At Quadrant Bar & Lounge at The Ritz-Carlton, Washington, D.C., sound-aged spirits are created using barrel components and concentrated sonic waves to mimic years of cask aging. The finished bourbon, rye and whiskey develop “taste characteristics of spirits that spend an extra 10–15 years in a cask,” the mixology team explains in its expansive cocktail menu, “except we did it in the time it takes to watch your favorite television program.”
Disruptive aging may be able to mimic the flavor characteristics of cask aging, but the vintage spirits have a value that transcends taste alone: Today, many enthusiasts see them as investments. The U.K. auction market for rare whiskey has more than quadrupled since 2015, and a bottle of The Macallan 1926 60-Year-Old sold for a record $1.5 million in 2018. Christie’s director of wine, Tim Triptree, who oversaw the sale to a private buyer, said he expects the collector’s market will continue to grow — which means that reserves will become even more rare and valuable.

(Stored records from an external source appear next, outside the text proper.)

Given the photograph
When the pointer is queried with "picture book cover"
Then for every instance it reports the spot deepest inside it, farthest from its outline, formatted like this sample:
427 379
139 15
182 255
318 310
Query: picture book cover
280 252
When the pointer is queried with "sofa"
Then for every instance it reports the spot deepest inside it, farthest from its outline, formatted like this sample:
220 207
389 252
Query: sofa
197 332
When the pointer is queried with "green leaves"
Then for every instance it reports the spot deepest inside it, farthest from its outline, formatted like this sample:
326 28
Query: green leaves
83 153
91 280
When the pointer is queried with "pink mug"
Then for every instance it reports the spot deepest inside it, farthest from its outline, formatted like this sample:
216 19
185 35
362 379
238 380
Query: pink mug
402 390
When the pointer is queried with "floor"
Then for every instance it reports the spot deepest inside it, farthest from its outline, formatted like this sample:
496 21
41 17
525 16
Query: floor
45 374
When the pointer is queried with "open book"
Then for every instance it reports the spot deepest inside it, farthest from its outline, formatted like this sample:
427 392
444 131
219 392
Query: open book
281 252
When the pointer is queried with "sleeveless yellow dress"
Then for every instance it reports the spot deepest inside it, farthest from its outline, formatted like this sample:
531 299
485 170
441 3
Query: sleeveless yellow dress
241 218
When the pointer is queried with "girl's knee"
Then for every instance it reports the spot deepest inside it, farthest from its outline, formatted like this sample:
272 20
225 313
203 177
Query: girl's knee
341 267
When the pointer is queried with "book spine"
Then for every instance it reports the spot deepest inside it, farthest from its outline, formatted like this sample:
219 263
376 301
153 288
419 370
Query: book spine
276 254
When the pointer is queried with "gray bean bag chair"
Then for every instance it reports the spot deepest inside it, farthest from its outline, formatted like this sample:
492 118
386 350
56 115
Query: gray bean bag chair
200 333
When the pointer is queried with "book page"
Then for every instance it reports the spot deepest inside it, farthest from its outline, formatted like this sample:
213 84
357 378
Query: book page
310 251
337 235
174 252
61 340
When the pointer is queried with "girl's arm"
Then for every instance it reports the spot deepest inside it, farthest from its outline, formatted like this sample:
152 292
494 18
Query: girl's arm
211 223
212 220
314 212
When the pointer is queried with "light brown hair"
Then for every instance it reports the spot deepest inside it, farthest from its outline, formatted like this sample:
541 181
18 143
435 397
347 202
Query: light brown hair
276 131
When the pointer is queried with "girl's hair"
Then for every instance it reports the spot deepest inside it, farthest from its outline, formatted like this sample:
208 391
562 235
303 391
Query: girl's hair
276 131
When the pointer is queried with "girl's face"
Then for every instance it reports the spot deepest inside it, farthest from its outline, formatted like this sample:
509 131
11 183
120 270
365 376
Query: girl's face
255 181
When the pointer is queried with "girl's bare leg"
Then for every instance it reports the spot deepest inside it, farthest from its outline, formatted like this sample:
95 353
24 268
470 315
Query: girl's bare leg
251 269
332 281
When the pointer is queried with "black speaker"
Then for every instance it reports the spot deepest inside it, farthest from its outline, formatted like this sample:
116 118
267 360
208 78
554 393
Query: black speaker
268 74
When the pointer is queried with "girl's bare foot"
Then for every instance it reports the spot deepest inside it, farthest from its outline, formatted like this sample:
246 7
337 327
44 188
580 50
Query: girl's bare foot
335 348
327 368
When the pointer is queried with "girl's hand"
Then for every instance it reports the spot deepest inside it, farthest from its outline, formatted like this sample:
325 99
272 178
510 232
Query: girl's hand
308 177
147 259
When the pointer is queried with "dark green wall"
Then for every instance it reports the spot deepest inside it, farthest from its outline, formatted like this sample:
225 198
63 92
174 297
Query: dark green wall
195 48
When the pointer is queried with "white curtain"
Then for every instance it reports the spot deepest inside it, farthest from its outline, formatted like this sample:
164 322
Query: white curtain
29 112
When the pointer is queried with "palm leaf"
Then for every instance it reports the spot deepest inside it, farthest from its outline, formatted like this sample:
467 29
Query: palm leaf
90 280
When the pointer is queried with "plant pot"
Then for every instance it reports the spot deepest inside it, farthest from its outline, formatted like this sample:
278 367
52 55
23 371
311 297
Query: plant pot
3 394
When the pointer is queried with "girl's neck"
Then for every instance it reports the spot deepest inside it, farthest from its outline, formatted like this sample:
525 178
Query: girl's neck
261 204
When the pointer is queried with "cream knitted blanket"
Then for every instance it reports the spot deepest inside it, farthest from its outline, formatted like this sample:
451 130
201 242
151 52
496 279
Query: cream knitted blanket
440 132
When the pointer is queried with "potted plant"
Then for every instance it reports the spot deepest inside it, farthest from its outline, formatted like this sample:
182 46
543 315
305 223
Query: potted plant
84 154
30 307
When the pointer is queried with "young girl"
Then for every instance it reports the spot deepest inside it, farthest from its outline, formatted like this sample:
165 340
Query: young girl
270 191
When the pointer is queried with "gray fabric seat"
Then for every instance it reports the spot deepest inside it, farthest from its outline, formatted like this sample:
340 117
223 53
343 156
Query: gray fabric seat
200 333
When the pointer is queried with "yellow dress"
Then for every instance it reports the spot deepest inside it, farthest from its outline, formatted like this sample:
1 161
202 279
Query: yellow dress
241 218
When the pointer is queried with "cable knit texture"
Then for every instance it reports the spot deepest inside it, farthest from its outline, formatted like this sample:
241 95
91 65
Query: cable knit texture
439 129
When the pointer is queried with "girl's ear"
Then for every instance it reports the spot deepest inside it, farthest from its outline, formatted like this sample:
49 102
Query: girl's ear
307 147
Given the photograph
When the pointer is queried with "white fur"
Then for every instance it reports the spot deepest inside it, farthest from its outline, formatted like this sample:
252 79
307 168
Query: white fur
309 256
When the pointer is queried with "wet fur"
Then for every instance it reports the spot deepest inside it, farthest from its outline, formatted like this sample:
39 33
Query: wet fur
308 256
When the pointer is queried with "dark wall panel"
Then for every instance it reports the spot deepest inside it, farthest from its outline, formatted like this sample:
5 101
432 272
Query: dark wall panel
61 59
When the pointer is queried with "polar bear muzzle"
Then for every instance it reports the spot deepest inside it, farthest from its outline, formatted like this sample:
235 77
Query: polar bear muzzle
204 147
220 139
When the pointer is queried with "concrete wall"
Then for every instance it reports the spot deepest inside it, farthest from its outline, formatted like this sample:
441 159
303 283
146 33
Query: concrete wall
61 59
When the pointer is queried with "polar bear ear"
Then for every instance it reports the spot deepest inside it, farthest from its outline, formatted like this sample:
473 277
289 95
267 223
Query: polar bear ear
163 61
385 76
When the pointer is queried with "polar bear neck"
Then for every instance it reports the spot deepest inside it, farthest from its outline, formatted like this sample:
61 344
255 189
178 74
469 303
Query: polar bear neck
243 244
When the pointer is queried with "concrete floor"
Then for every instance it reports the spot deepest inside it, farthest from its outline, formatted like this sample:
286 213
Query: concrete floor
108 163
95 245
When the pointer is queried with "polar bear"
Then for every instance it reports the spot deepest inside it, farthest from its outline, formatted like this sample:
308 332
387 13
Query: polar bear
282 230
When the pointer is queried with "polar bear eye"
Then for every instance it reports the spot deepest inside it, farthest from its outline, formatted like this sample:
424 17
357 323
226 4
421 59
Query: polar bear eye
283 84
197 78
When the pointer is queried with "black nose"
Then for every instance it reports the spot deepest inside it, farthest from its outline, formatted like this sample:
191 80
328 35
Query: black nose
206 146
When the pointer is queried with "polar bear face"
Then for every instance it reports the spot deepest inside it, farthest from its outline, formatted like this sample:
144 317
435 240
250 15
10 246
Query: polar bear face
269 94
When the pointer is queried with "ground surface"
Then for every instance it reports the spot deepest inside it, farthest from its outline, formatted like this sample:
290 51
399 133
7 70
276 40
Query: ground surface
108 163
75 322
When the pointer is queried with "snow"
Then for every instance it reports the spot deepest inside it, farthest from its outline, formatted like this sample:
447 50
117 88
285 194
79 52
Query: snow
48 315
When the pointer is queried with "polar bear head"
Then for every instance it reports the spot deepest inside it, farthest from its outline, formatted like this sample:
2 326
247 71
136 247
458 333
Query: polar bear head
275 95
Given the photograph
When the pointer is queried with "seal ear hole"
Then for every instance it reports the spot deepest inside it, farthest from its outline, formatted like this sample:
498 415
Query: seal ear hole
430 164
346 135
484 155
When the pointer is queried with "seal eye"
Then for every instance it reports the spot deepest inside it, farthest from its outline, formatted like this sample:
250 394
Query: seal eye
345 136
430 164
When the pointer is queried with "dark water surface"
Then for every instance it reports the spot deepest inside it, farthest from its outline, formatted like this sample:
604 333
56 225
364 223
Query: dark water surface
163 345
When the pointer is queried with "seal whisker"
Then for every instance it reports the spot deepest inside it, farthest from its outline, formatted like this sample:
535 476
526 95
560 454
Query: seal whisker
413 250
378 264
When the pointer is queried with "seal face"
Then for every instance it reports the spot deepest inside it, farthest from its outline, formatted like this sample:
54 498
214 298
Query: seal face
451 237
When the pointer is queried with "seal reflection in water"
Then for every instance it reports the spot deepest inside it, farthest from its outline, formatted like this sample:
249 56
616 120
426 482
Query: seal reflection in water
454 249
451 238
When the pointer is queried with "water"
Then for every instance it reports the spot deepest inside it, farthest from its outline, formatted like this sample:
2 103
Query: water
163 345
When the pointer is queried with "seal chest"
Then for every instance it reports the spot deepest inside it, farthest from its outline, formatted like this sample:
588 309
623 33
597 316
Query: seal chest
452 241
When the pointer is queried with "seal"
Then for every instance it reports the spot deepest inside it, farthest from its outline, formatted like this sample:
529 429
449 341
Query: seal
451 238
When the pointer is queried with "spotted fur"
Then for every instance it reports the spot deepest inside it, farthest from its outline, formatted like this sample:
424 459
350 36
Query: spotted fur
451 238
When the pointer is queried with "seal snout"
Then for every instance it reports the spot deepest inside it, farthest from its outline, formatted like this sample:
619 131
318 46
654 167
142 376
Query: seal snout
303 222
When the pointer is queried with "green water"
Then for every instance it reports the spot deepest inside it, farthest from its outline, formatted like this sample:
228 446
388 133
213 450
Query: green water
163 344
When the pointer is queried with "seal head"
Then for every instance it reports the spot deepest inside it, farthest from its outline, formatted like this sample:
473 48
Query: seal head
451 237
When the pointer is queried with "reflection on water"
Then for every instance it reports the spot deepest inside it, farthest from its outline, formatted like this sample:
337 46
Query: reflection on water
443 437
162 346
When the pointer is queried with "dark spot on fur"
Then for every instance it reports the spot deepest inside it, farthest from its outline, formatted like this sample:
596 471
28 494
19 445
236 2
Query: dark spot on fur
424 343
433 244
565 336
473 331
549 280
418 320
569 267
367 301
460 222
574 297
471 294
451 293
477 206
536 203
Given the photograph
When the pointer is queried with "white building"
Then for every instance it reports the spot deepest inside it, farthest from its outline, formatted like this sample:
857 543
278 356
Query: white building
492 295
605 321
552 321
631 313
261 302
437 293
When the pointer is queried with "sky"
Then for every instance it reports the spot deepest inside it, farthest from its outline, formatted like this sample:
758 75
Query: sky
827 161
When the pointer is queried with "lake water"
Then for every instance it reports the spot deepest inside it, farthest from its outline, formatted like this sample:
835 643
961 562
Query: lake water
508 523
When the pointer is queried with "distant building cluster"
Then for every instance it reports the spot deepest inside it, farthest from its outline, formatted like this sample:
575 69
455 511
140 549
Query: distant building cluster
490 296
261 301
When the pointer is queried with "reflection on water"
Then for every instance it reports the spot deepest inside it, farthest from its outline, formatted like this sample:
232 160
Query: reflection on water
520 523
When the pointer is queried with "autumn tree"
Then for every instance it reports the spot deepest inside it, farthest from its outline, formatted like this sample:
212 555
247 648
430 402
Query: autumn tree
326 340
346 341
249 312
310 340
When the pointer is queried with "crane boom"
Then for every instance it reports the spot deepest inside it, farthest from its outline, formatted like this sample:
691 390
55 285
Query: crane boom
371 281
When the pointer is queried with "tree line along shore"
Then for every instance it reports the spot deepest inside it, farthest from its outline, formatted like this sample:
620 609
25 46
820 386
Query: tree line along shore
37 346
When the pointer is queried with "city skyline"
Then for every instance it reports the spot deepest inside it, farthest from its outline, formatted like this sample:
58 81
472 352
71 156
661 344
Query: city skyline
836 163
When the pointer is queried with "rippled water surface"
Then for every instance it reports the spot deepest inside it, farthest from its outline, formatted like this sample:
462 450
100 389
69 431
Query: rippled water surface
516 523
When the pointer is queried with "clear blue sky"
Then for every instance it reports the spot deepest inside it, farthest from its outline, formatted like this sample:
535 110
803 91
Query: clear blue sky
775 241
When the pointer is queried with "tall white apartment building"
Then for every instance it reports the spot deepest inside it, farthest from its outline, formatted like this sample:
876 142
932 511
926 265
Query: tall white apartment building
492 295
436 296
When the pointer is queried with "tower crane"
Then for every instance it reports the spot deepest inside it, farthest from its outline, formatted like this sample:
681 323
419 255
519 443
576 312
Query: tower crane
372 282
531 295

Rare Japanese single-malt whiskeys have become particularly prized after Yamazaki Single Malt Sherry Cask 2013 was named the World’s Best Whiskey in 2015. A bottle of 50-year-old Yamazaki whiskey recently sold for about $300,000 at a Sotheby’s auction in Hong Kong.
The Japanese whisky industry is largely credited to Masataka Taketsuru, a chemist who apprenticed in distilleries across Scotland and studied organic chemistry at the University of Glasgow in the early 20th century before returning to Japan in 1918 to join Kotobukiya — now Suntory — and later founding his own Nikka Whisky Distilling Co. Modern Japanese distillers are masters of blending, creating silky, mellow, harmonious whiskeys that can even be consumed with food, thanks to the purity of their soft mineral water.